Insert Smart and Rose. They are here to play big roles, particularly Smart. But they're also here to provide guidance for Morant, and for this roster full of players who got ahead of themselves after finishing No. 2 in the Western Conference during the regular season in consecutive years.
Smart, known as a truth teller in Boston, insisted he’ll do the same in Memphis. Rose mentioned a recent (and blunt) conversation he had with Morant about his expectations.
"I’m not here to babysit, micromanage, or any of that.,” Rose revealed. “I’m here to push you.”
And he went on.
"With (Morant), it’s only three things: time, patience and discipline," Rose explained. "Hopefully what he went through, he’ll have the patience to actually see what’s going on around him. And discipline, that’s the biggest thing with any young man . . . to remind yourself, or be mindful of the places you’re at, who you’re with and your actions.”
To that end, Monday began with a refreshing update: The Grizzlies aren’t going anywhere without Morant this season. Literally.
General manager Zach Kleiman and coach Taylor Jenkins each confirmed the NBA will permit Morant to be with the team during practices, shootarounds and road trips while he’s suspended. Kleiman emphasized he thinks “it’s in the best interest of everyone moving forward that Ja can be in the team environment.”
This is setting up well for Morant to hit the ground running in December after missing more than 30 percent of the regular season. This is setting up well for the Grizzlies to overcome another distraction and be a serious threat again.
FROM THE OFFSEASON: Grizzlies give Derrick Rose and Memphis a chance at the ending they deserve
But Morant’s long-term outlook remains cloudier, and largely up to him. The Grizzlies have put structure in place that wasn’t there this time last year, when in retrospect, Morant's life off the court had already begun to go awry.
Kleiman declined to go into specific requirements and benchmarks that Morant must meet with the NBA and the Grizzlies in these next couple of months. It all sounded nebulous — maybe a bit too much so, even if it was intentional.
“The dialogue has really been as long as Ja continues to stay on track, he’ll be allowed to continue participating with us,” Kleiman said. “Sometimes, you know it when you see it. If he keeps taking steps in the right direction, we all kind of know what that means.”

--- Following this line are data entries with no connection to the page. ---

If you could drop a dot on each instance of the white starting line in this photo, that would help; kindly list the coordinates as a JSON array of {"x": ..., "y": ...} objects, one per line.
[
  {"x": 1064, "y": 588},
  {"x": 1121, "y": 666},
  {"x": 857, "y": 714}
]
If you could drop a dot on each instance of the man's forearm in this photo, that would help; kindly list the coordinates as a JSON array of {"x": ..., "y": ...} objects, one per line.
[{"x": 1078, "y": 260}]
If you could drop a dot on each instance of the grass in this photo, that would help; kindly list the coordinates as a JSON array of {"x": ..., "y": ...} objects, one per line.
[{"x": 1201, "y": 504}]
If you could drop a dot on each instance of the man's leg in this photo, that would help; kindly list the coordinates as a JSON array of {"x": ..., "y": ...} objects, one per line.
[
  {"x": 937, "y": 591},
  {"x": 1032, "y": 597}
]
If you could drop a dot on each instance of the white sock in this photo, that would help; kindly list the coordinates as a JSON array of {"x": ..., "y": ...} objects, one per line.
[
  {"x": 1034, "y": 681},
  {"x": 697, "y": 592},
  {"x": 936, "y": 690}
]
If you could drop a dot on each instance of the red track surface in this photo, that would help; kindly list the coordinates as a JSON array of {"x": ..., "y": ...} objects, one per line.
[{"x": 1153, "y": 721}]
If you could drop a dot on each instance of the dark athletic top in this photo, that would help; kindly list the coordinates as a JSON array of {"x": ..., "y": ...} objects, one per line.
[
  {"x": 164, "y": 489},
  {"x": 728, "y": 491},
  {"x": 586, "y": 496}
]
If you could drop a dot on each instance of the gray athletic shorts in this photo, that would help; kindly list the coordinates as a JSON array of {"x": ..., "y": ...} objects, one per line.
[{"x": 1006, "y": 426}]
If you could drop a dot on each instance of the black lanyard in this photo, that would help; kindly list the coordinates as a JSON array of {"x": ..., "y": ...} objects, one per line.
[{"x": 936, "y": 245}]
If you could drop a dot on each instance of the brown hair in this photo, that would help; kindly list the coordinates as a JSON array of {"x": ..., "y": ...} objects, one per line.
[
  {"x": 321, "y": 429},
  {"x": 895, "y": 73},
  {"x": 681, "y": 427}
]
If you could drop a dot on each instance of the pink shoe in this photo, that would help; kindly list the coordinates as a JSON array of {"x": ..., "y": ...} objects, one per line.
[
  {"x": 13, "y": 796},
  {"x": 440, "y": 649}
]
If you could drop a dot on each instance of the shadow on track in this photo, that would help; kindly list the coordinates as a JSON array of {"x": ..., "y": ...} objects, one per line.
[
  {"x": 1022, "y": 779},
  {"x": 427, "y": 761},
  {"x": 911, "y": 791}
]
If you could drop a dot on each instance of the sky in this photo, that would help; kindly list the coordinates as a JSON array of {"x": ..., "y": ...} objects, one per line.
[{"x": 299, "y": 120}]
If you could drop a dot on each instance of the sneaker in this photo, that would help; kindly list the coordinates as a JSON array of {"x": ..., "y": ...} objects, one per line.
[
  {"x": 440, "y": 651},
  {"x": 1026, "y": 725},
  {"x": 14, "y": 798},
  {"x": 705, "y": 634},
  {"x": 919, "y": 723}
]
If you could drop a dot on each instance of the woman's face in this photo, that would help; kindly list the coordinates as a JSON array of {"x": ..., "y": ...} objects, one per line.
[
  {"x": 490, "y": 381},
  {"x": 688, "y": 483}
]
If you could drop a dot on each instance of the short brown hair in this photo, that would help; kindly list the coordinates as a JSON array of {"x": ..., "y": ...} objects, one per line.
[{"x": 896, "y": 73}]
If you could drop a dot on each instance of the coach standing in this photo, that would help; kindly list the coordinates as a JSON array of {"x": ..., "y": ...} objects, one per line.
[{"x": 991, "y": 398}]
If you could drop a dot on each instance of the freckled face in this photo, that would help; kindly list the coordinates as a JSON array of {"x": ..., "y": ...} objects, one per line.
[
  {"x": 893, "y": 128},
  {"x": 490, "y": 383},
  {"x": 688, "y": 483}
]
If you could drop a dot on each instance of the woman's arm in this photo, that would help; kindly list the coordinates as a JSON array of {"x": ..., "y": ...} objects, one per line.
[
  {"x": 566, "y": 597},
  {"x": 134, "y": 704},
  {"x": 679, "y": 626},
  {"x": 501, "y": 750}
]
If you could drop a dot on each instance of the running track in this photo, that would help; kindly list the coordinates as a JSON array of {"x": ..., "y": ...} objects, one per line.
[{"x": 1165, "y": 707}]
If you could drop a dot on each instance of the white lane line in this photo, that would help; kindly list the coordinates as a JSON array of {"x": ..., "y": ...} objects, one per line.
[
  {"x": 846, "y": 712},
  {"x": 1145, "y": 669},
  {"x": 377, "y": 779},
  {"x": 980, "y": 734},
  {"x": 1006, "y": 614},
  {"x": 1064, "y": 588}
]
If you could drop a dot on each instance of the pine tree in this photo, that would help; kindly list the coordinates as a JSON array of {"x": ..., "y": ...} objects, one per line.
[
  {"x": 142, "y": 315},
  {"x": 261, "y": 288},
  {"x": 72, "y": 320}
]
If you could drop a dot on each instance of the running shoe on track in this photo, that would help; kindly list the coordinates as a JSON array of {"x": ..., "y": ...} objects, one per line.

We also know it might not mean anything. That's what that second Instagram video proved.
These aren’t the precocious players of two years ago trying to put the NBA on notice when nobody had quite noticed them yet. Nor was it the brash group of last year that prematurely declared themselves an NBA title contender. This is a team that had to recalibrate in the offseason, well aware that it’ll have to recalibrate itself again when Morant returns.
“We’re just going to make it about hoops,” Jackson said.